From the January-February 2023 issue of News & Letters
Kansas City, Kans.—Congress has done its best to become the nation’s strikebreaker by forcing a five-year contract on railroad workers who had been set to go on strike on Dec. 12. Union members in four of the 12 unions had voted to reject a tentative agreement that negotiators had reached with six major rail carriers in September.
President Biden, calling himself a good pro-union Democrat, spearheaded this attack on workers’ right to strike, justifying his siding with the railroads by citing damage to the economy—which is the idea of a strike, to make the owners give in.

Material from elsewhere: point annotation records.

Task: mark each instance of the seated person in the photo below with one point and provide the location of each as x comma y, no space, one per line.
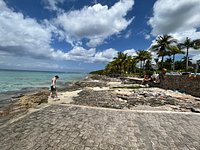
147,78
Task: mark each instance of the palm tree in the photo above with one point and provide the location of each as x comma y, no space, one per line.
175,49
162,46
197,43
142,56
187,44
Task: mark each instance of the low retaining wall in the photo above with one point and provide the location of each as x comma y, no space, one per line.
182,83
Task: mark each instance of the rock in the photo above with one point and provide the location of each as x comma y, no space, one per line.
32,100
196,110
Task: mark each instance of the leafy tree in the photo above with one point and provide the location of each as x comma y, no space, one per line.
142,56
175,49
162,46
187,44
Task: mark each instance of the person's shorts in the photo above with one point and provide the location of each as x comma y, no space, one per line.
53,88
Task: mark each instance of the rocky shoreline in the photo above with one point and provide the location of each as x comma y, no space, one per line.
103,91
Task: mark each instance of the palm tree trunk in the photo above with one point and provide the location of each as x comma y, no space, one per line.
187,59
162,61
173,62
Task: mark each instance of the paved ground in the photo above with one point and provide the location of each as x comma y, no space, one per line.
82,128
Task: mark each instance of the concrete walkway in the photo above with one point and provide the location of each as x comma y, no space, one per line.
83,128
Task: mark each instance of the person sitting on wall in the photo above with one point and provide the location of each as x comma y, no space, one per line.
147,78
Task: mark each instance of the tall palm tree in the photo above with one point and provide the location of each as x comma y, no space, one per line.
162,46
142,56
121,61
175,49
187,44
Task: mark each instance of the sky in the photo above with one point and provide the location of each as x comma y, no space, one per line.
84,35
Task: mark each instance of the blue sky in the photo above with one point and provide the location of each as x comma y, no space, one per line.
77,35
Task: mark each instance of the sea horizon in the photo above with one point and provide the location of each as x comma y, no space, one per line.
12,80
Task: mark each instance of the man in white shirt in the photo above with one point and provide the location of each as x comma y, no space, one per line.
53,86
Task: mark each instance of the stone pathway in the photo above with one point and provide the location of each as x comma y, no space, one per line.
71,127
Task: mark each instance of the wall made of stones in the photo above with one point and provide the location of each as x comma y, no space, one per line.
182,83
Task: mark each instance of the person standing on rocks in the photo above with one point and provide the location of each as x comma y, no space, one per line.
53,86
162,74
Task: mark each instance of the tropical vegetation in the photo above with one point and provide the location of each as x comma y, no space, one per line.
164,46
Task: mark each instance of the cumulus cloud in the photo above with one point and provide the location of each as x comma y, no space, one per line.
130,52
179,18
105,56
175,16
52,5
32,40
95,23
22,36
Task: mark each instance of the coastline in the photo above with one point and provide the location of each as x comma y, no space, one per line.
101,91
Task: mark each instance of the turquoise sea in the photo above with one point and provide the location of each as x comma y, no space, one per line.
16,80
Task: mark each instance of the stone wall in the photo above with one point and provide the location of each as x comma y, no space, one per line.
182,83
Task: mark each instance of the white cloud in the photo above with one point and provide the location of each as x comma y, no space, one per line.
130,52
105,56
52,5
21,35
175,16
179,18
28,42
95,23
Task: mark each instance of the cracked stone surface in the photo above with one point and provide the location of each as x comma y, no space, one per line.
60,127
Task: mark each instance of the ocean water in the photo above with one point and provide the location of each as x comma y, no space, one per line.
16,80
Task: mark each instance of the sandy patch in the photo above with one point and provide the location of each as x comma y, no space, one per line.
113,84
64,97
98,88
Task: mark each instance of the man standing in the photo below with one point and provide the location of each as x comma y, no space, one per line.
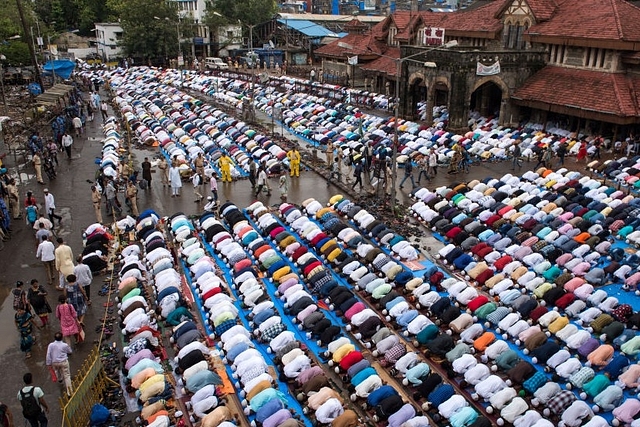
96,200
562,151
77,125
433,162
47,225
358,175
95,101
225,167
103,110
516,152
14,198
50,207
175,179
42,232
253,174
213,185
262,181
37,164
146,172
58,358
6,417
112,203
164,171
195,180
67,142
47,254
408,174
64,262
329,154
131,195
84,277
294,161
33,404
199,164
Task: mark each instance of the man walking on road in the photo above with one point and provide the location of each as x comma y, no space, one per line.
37,165
64,262
34,407
112,202
103,110
146,172
14,198
47,254
164,171
50,207
67,142
58,358
131,198
96,200
294,161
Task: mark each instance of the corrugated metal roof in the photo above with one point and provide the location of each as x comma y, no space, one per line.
308,28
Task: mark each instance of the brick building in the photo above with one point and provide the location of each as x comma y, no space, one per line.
573,63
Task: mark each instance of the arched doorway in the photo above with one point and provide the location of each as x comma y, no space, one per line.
440,94
487,99
417,97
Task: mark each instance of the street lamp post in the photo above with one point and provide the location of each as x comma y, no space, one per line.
4,98
32,51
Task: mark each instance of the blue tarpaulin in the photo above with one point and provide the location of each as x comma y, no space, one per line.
308,28
62,68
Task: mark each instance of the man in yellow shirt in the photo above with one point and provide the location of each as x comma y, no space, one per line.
96,199
294,161
225,167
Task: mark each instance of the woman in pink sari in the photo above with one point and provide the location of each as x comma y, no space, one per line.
68,318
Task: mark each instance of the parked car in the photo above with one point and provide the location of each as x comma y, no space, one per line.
214,63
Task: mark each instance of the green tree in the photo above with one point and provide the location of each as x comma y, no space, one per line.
250,12
148,28
16,52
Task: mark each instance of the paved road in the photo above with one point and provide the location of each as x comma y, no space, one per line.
72,193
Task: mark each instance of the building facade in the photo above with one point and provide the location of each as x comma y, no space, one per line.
522,60
108,35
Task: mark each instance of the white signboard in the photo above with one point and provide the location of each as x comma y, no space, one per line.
433,36
488,70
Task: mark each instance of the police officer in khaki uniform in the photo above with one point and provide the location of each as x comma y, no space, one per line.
199,164
164,171
37,164
132,198
329,153
96,199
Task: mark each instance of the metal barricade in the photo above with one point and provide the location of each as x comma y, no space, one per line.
89,388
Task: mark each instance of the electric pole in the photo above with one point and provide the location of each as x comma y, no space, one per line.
32,51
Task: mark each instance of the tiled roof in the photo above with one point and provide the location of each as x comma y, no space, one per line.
384,64
608,93
361,44
615,20
478,19
542,9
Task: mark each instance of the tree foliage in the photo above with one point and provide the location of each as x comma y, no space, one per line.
149,28
249,12
65,15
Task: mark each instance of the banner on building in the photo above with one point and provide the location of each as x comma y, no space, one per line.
433,36
488,70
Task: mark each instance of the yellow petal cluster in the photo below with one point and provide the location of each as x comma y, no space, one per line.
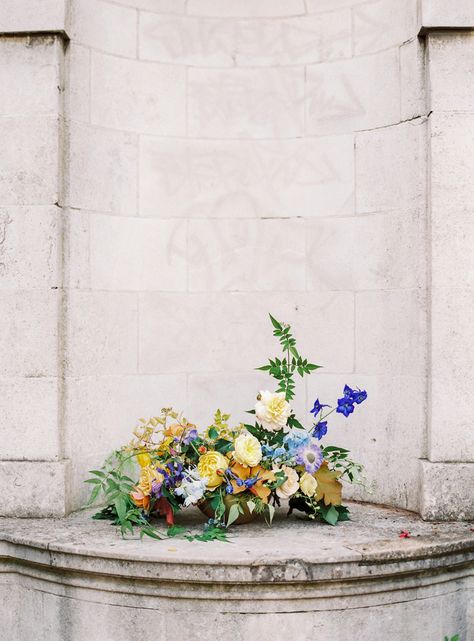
208,466
247,450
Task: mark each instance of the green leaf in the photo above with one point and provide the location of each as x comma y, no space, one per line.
234,513
175,530
275,323
213,433
330,514
271,513
121,507
94,494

The railroads crowed about the 24% raise and $5,000 bonus due workers in the tentative agreement that Congress has now imposed—actually quite meager considering the many years without raises. But it was a struggle over workers’ time, not pay, that led to voting down the contract.
TIME OFF CAN’T BE BOUGHT
Railroads have carried out layoffs just to please Wall Street investors in recent years (BNSF has shed 30% of its work force since 2015). They are worshiping at the altar of the latest “just-in-time” scheme, Precision Scheduled Railroading, to minimize delays in moving rolling stock by claiming all of a worker’s life for the company.

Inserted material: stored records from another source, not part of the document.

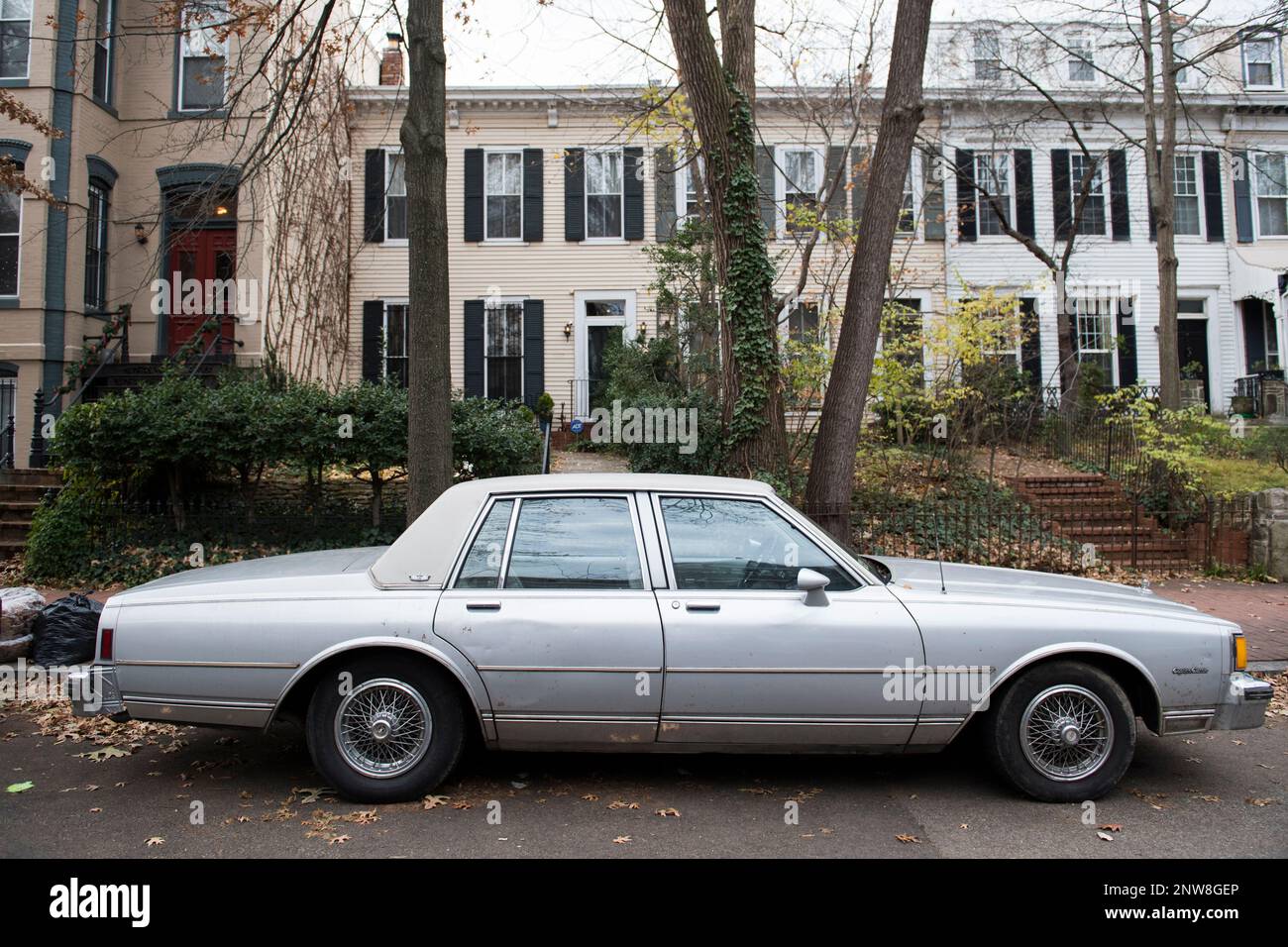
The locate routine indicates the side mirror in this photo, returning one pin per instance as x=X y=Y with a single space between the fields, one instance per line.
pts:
x=812 y=583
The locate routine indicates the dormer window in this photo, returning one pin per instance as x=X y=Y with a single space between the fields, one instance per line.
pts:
x=1082 y=58
x=988 y=55
x=1261 y=62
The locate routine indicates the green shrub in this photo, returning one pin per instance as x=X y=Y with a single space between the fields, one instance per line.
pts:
x=493 y=438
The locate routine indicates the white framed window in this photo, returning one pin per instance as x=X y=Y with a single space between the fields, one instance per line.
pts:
x=502 y=350
x=993 y=174
x=1270 y=189
x=1262 y=64
x=11 y=241
x=907 y=223
x=1188 y=218
x=393 y=342
x=95 y=247
x=987 y=51
x=1093 y=221
x=1096 y=339
x=202 y=55
x=502 y=193
x=14 y=38
x=1082 y=58
x=687 y=198
x=799 y=178
x=604 y=193
x=103 y=44
x=395 y=197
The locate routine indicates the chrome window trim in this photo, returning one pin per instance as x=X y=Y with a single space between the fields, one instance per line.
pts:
x=627 y=495
x=774 y=504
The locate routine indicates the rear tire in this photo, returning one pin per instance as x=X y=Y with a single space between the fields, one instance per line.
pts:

That has left the surviving workers who were traditionally on call with as little as a single guaranteed day off.
Imagine never straying farther than the two-hour report time, and because of job cuts actually called in to work more than 300 days a year, at any hour of the day or night, and maybe for 14 hours at a time. It is humanly impossible to comply, but rather than easing the strain on workers BNSF unilaterally introduced a 30-point scheme to discipline and even fire violators.
Karl Marx had assessed the 19th-Century agitation for the 10-hour day for English factory workers as a greater achievement than the French Revolution’s Universal Declaration of the Rights of Man: to determine “When does my day begin and when does it end?”

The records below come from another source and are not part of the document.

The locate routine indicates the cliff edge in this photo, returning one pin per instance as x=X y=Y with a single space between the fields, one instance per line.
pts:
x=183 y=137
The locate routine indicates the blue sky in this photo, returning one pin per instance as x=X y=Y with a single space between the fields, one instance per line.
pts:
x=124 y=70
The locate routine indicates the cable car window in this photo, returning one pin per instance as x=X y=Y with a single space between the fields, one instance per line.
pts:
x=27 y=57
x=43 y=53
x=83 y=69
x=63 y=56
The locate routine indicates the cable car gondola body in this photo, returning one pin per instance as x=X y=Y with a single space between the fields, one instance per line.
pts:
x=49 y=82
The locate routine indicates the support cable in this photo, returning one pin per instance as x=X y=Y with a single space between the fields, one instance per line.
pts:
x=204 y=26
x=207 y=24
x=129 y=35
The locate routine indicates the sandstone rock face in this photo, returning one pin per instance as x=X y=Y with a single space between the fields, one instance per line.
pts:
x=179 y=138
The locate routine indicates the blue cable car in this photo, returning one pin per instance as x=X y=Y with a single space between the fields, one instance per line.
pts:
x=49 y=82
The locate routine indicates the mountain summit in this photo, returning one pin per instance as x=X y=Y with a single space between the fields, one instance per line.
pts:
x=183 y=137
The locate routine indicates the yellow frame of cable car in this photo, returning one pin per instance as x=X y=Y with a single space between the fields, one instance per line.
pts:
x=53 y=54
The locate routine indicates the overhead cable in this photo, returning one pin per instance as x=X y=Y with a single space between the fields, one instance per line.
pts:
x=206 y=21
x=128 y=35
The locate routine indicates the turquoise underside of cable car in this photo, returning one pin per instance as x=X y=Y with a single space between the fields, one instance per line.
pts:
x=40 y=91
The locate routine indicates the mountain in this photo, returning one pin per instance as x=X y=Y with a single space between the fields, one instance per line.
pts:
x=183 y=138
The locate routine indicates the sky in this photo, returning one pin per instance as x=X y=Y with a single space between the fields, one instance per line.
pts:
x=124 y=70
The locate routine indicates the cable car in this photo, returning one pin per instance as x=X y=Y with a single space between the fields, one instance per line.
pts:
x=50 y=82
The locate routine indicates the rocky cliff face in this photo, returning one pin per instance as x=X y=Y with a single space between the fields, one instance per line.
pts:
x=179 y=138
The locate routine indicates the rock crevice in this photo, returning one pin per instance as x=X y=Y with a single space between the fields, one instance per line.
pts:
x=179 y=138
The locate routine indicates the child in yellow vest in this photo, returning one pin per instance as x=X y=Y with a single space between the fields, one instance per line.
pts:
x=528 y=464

The struggles of railroad workers to know when their day ends, when their week ends, when their month ends demonstrates that, until capitalism is rooted out, workers’ gains of one generation can be taken back or retrogression can even make conditions worse.
WHICH SIDE ARE THEY ON?
Biden stepped into the role of a 19th-Century president: Grover Cleveland sent troops to Chicago in 1894 to break the Pullman strike, at the cost of 70 lives, after Pullman fired workers and sliced wages of the rest.
“Socialists” in Congress like Alexandria Ocasio-Cortez (except for Rashida Tlaib and Bernie Sanders) ended up on the opposite side of the class line from Socialist Eugene Debs, leader of the American Railway Union back in 1894, by voting to quash workers’ right to strike today—while exhorting railroad workers to “Stay Strong!”: “We Have Your Backs!”
The overreach by Democrats has provided an opening for Republicans to play games themselves. Suddenly Senators Ted Cruz and Josh Hawley are presenting themselves as friends of the working class by voting against the imposed contract. They also voted for the face-saving bill that would have slapped a band-aid on railroad workers’ inability to get time off by guaranteeing them seven paid sick days, knowing that bill would fail.
For Biden and the Congressional “Socialists” and for rail bosses, the matter is now settled. But the railroad workers who have not yet been listened to will likely still have their say.